Bonds are most commonly issued by public authorities, credit institutions, international governance institutions and private sector companies. The non-governmental primary market consists of the respective party (bank/company/etc.) issuing a limited set of bonds bought primarily by a collection or syndicate of securities firms or banks, who then in turn resell the bonds to investors. This process is known as underwriting: the party, in this case, who shoulders a certain amount of risk, is the organisation who has bought the entire issue of bonds and plans to resell them. If the interest rates rise before the securities firms are able to sell the bonds they hold, investors will rather look to invest money in bonds that offer higher returns. Bookrunners are an integral part of the bond issuance and bond buying process; the bookrunner organisation both liaises with investors and acts in an advisory capacity to issuers (concerning the timing and pricing of bond issuance). Government issued bonds are often sold at public auctions, where large institutions and private individuals bid on bonds with fixed coupon amounts and maturity par values. Many national treasury departments have made the obtaining of bonds as easy, literally, as online shopping: that is, you can buy online by creating an account on the relevant website and using either a credit card or electronic funds transfer as a means of payment for the bond.

The coupon amount/interest rate on the par value (or nominal yield) is decided upon by the issuing organisation by analysing the following factors: the current bond market interest rates/coupon values; the public perception of the risk involved in investing in the organisation; and the length of bond term (the longer the term, the higher the interest rate needs to be to counter the effects of inflation).
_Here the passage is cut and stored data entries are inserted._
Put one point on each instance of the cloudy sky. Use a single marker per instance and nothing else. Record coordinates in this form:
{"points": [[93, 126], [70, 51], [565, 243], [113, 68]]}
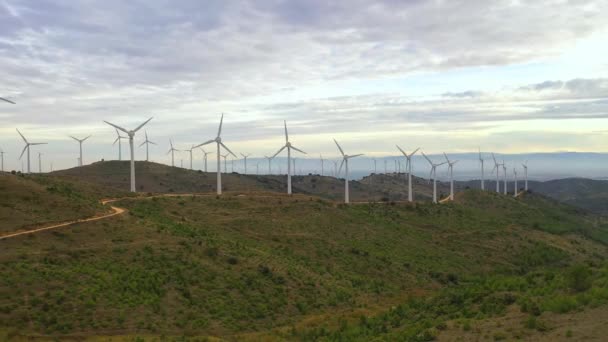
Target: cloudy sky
{"points": [[509, 76]]}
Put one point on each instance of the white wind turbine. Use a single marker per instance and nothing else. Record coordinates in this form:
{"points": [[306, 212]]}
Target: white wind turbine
{"points": [[515, 176], [80, 141], [525, 165], [27, 147], [289, 147], [6, 100], [433, 176], [245, 156], [482, 171], [408, 167], [269, 164], [345, 158], [172, 150], [205, 153], [504, 168], [451, 170], [131, 134], [2, 159], [118, 139], [496, 167], [147, 142], [218, 141]]}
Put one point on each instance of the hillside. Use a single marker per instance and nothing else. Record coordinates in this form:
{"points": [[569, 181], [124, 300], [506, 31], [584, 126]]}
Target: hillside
{"points": [[259, 265], [160, 178]]}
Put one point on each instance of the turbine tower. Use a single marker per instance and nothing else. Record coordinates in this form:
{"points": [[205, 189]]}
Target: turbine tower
{"points": [[2, 159], [525, 165], [289, 147], [80, 141], [27, 147], [131, 135], [172, 150], [218, 141], [408, 167], [482, 171], [515, 176], [147, 142], [496, 167], [205, 157], [119, 139], [451, 169], [433, 176], [345, 158], [245, 156]]}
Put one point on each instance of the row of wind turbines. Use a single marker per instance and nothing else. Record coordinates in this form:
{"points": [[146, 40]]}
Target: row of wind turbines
{"points": [[130, 134]]}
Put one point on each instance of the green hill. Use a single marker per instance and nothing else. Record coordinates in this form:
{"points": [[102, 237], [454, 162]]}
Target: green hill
{"points": [[263, 266]]}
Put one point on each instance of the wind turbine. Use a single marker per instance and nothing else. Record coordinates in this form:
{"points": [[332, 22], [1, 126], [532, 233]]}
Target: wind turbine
{"points": [[525, 165], [504, 168], [496, 165], [172, 150], [205, 153], [269, 164], [147, 142], [515, 176], [218, 141], [2, 159], [80, 141], [451, 169], [408, 167], [27, 147], [482, 171], [131, 134], [119, 139], [433, 175], [289, 148], [345, 158], [245, 156]]}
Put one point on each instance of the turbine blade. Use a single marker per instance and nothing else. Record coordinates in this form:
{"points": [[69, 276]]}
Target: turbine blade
{"points": [[142, 125], [117, 127], [297, 149], [227, 149], [219, 131], [279, 151], [339, 148]]}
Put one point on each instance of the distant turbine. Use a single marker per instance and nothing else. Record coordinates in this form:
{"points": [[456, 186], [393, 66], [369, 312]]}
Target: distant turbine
{"points": [[408, 167], [147, 142], [131, 134], [6, 100], [433, 175], [2, 159], [80, 141], [515, 176], [345, 158], [245, 156], [27, 147], [269, 164], [525, 165], [119, 139], [504, 168], [451, 170], [172, 150], [289, 148], [205, 156], [482, 171], [496, 165], [218, 141]]}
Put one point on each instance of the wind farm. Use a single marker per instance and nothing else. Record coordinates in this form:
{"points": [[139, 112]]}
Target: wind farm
{"points": [[443, 176]]}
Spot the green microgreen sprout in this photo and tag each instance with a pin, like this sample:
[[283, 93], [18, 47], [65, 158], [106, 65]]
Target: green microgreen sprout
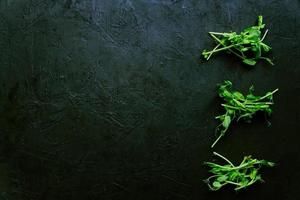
[[248, 45], [240, 176], [239, 106]]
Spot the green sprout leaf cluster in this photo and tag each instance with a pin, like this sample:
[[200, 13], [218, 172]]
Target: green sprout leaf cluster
[[239, 106], [240, 176], [248, 45]]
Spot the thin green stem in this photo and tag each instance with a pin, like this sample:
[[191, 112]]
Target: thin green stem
[[212, 51], [217, 140], [215, 153], [267, 95], [217, 39]]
The three basic factors that in combination act to determine the attractiveness of a bond can be defined as follows:

  1. The nominal value of the bond. This is the amount that the bondholder will receive when the bond reaches maturity and the principal is paid out.
  2. The coupon amount of the bond. The coupon value is an amount derived from a fixed interest rate dependent on the nominal/par value of the bond.
  3. The price of the bond. The price of the bond is often very close to the nominal value of the bond (if it is less, the bond is trading at a discount, and if it is greater than the par value, the bond is trading at a premium).
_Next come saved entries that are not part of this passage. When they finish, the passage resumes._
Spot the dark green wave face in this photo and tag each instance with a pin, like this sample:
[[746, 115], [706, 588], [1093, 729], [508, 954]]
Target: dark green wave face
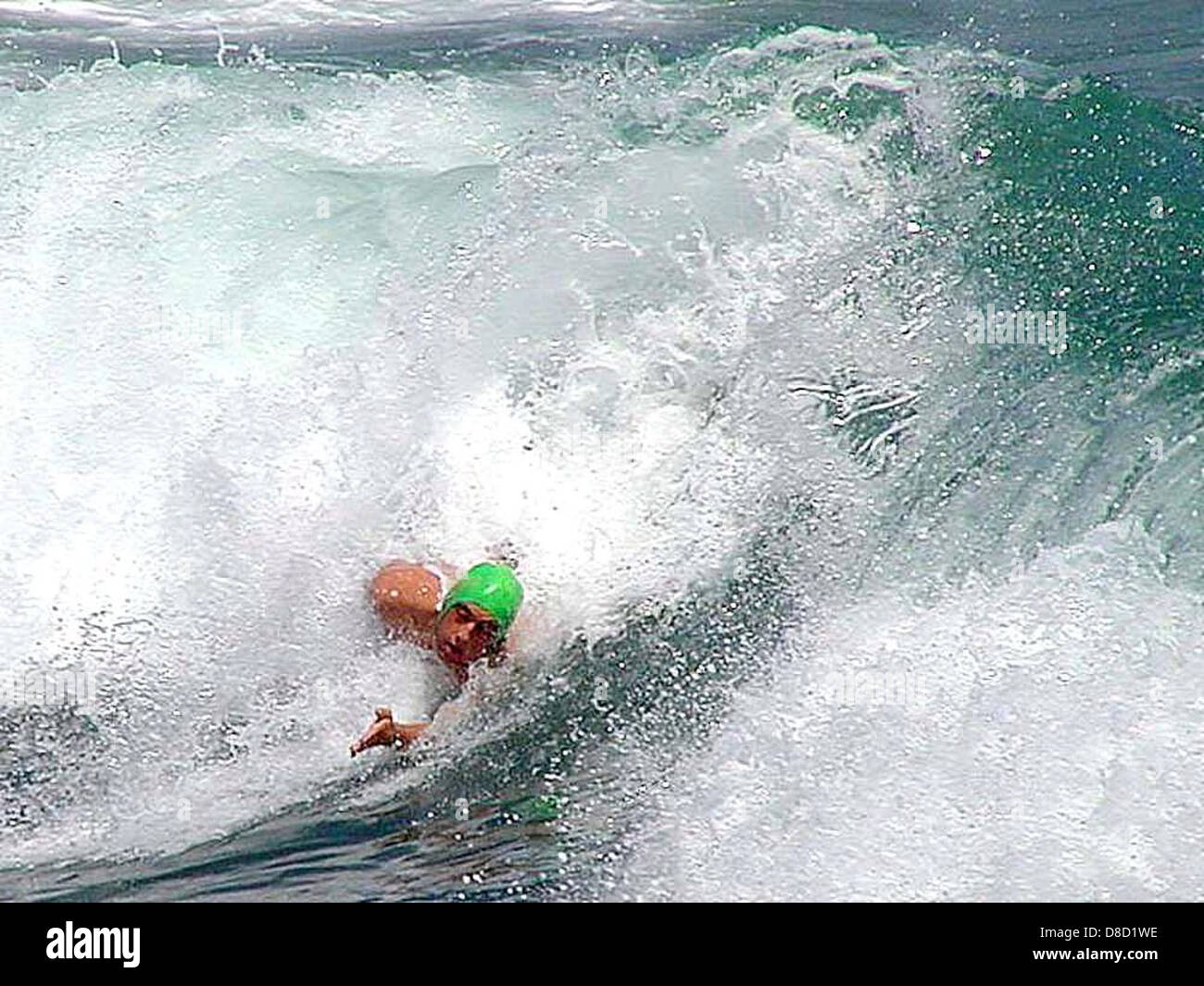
[[679, 305]]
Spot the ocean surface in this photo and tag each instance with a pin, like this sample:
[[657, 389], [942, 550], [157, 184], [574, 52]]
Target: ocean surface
[[830, 597]]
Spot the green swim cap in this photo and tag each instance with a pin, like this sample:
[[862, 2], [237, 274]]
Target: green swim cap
[[492, 586]]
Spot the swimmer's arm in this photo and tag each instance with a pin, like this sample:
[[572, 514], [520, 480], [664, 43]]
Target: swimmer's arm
[[384, 732]]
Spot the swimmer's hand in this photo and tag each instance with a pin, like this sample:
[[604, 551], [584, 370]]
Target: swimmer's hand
[[384, 732]]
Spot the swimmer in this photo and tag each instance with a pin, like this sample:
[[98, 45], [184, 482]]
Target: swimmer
[[465, 624]]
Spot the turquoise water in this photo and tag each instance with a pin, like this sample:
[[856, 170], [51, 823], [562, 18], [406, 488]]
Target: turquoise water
[[827, 601]]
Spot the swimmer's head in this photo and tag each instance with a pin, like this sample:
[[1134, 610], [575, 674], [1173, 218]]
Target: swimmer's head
[[477, 613], [465, 633]]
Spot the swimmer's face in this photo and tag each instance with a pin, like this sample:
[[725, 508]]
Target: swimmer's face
[[465, 633]]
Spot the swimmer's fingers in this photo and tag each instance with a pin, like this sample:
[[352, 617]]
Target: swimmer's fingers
[[380, 733]]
As the coupon amount is fixed upon the nominal amount, but the price of the bond can fluctuate in the secondary market, the interest rate earned off a bond varies as the market price of the bond varies. If there is a rise in general interest rates and investors can get higher returns from investments other than the bond on offer, the price of the bond will have to fall (considering the fixed coupon amount) to make the interest earned off the bond competitive. Conversely, if the general interest rate drops below that offered by a bond, the price of the bond can increase above its nominal value. The current yield of a bond therefore refers to the relationship between the current price of a bond and the fixed coupon determined by its par value. If the price of the bond is lower than its par value, the current yield will reflect an interest rate that exceeds the bond’s original interest. As the bond nears maturity and the par value is to be paid out, the price of the bond will converge with its par value in a process known as “pulling to par”.
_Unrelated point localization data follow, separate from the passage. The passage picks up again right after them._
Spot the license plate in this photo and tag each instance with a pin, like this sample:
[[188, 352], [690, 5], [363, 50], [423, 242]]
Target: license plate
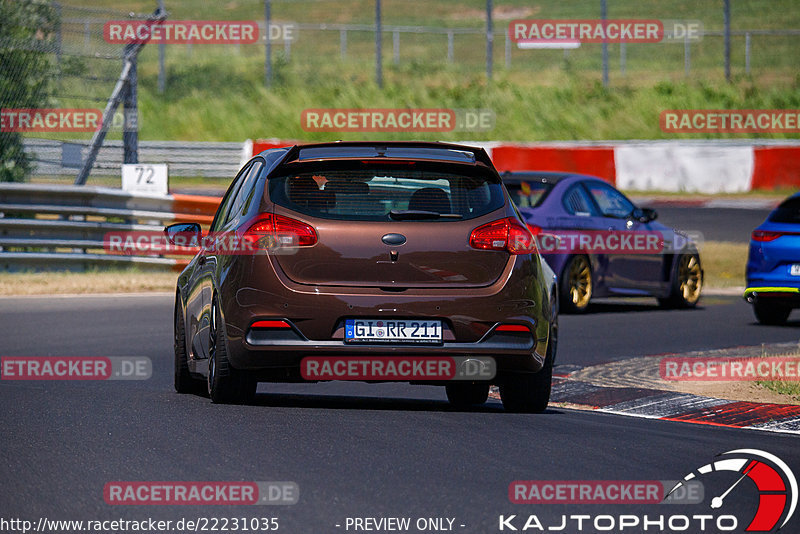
[[392, 331]]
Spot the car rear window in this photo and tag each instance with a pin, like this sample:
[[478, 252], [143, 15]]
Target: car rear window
[[528, 194], [787, 212], [378, 194]]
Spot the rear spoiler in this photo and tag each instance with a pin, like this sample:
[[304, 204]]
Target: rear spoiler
[[400, 149]]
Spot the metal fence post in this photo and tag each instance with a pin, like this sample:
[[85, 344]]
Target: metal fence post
[[605, 44], [130, 114], [450, 47], [508, 51], [489, 39], [747, 53], [162, 50], [727, 15], [268, 44], [687, 56], [378, 51]]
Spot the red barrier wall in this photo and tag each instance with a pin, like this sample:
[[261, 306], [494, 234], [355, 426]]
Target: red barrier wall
[[776, 167], [259, 145], [598, 161]]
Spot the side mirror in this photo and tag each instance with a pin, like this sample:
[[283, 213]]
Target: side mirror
[[644, 215], [183, 234]]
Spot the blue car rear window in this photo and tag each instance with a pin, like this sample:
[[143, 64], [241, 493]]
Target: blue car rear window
[[370, 194], [787, 212]]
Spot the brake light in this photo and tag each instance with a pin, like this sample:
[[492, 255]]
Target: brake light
[[512, 328], [504, 234], [270, 324], [285, 230], [763, 235], [535, 230]]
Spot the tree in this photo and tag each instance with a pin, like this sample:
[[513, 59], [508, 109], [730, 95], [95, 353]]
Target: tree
[[27, 41]]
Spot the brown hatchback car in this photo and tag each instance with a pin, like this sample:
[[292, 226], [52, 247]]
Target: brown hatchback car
[[383, 251]]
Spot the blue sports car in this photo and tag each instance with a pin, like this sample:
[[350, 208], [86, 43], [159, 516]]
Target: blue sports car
[[773, 264], [601, 245]]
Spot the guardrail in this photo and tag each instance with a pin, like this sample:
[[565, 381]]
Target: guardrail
[[54, 227], [206, 159]]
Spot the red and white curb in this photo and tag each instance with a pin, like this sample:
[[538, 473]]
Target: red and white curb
[[675, 406]]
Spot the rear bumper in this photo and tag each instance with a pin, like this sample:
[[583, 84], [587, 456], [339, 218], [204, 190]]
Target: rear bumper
[[785, 294], [275, 354]]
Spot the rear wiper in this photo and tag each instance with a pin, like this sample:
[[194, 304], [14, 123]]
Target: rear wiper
[[405, 215]]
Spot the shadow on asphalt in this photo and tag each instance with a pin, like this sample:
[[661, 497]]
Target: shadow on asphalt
[[341, 402], [629, 307]]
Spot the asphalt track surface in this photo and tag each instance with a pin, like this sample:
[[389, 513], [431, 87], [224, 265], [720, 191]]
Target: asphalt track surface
[[716, 224], [355, 450]]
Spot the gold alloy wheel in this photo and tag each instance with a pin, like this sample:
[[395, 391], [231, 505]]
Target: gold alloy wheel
[[690, 278], [580, 282]]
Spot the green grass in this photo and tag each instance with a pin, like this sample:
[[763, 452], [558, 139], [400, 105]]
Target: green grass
[[784, 387], [723, 263], [217, 92]]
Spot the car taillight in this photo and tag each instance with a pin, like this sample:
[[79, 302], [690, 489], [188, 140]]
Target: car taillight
[[535, 230], [270, 324], [505, 234], [763, 235], [512, 328], [285, 230]]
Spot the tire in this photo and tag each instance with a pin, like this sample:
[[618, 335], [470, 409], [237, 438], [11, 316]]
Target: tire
[[466, 394], [184, 382], [576, 284], [686, 284], [771, 312], [226, 384], [530, 392]]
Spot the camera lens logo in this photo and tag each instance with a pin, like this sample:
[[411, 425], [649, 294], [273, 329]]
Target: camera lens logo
[[776, 484]]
It is important that anyone looking to invest in bonds do their own due diligence before hand. This is in line with any purchase that you make: for example, before you buy an iPhone (or any other product) an astute consumer will compare iPhone prices before making the  actual purchase. The same procedure should be applied to bond investment. In other words, before committing a large sum of money to your bond portfolio, look at all the factors involved.